The basis for MHAS’s ownership claim is that the ‘Mānuka’ trade mark is indicative of honey produced from L. scoparium, found in New Zealand and known by the Māori name for such honey. This, by nature of the cultural and geographical connection with the Māori people of New Zealand, sets the framework for MHAS’s claim that only New Zealand producers of honey derived from L. scoparium in New Zealand should have the right to use the term ‘Mānuka’.
As L. scoparium is found in Australia and honey with similar medicinal qualities is also produced in Australia, MHAS’s ownership claim has been hotly contested by Australian honey producers.
The Dispute in Australia
The Australian Opposition is related to Australian Trade Mark Application No. 1869737 for the mark, in respect of ‘honey’. The key argument presented by MHAS was in accordance with Section 43 of the Trade Marks Act 1995, being that the registration of the trade mark must be rejected because it possesses an inherent connotation that the honey goods covered by the application are produced by bees from L. scoparium in New Zealand. Because of this connotation, the use of the words ‘Australian’ and ‘Manuka’ together in the subject trade mark is inherently contradictory and would lead to confusion in the minds of the public.

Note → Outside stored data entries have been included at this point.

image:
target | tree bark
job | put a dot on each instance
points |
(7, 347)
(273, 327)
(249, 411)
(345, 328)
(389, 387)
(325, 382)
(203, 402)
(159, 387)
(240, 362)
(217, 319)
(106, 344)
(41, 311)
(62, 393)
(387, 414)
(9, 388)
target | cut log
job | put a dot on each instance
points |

After considering the arguments and evidence of MHAS and the Applicant of the mark, the Delegate found that the ground of opposition was unsuccessful. Evidence suggested that the term ‘Mānuka’ had been used by Australian honey producers since at least the 1930s in relation to honey derived from L. scoparium in Australia. On this basis, the Delegate determined that the use of ‘Mānuka’ would be taken as being “concerned with the floral, as opposed to geographical, source” and that the subject trade mark was unlikely to cause deception or cause confusion amongst Australian consumers.

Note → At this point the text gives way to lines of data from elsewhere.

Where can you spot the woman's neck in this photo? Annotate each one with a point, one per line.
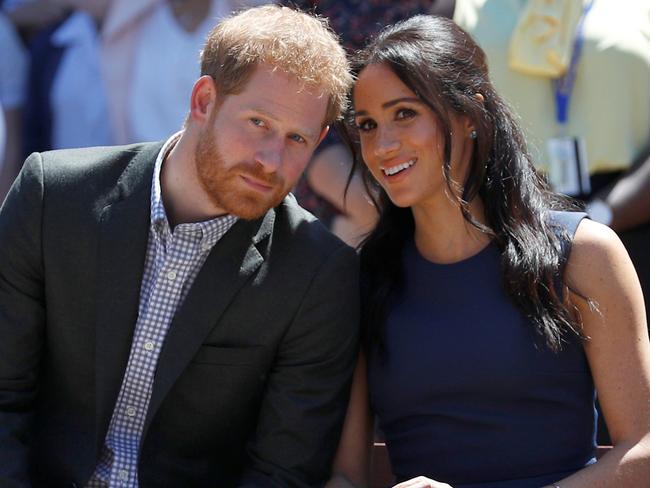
(442, 235)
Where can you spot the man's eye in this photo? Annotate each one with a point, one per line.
(405, 113)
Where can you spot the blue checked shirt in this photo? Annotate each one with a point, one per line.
(172, 263)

The outcome in the Australian Opposition is interesting as the conclusion made about the connotations of ‘Mānuka’ were contrasted with comments made by the Assistant Commissioner of the New Zealand Hearings Office in the decision, Manuka Honey Appellation Society Incorporated  NZIPOTM 7 (March 20 2018) (“New Zealand Decision”).
In this decision, the Assistant Commissioner stated:
“…the fact that honey is labelled as honey from the nectar of a well-known native tree, which is identified by a Māori name, is capable of indicating that the honey has a particular geographical origin (New Zealand)…” (Manuka Honey Appellation Society Incorporated  NZIPOTM 7 (March 20 2018), 63).
The Assistant Commissioner went on to find in favour of allowing the registration of MANUKA HONEY as a certification mark stating:
“…with a certification mark – in effect, existing and future traders transfer the mark to a collective body to manage. The purpose of doing this is usually to prevent the use of the mark by traders outside of the region” (Manuka Honey Appellation Society Incorporated  NZIPOTM 7 (March 20 2018), 68).
The decision to accept MHAS’s application for registration in New Zealand has now been opposed by the Australian Manuka Honey Association Limited (“AMHA”) and the opposition is ongoing. However, while the issues in the New Zealand Decision were different to those considered by the Delegate in the Australian Opposition, in that the Assistant Commissioner was considering the distinctiveness of MANUKA HONEY as a trade mark for the purposes of registration as a certification mark, it is reflective of the contrast in the position being asserted by the interested parties in each country.
Where to from here?
There is no doubt that AMHA will draw on the comments made by the Delegate in the Australian Opposition in their quest to try and prevent the successful registration of MANUKA HONEY as a certification mark in New Zealand by MHAS. Although legislation in New Zealand prohibits the import of foreign honey to New Zealand, the recognition of ‘Mānuka’ as a certification mark in New Zealand may well have a domino effect around the world in terms MHAS’s claim that the trade mark is a geographical indicator.
There are high stakes for honey producers on both sides of the Tasman and we will keep you updated with further developments as they arise.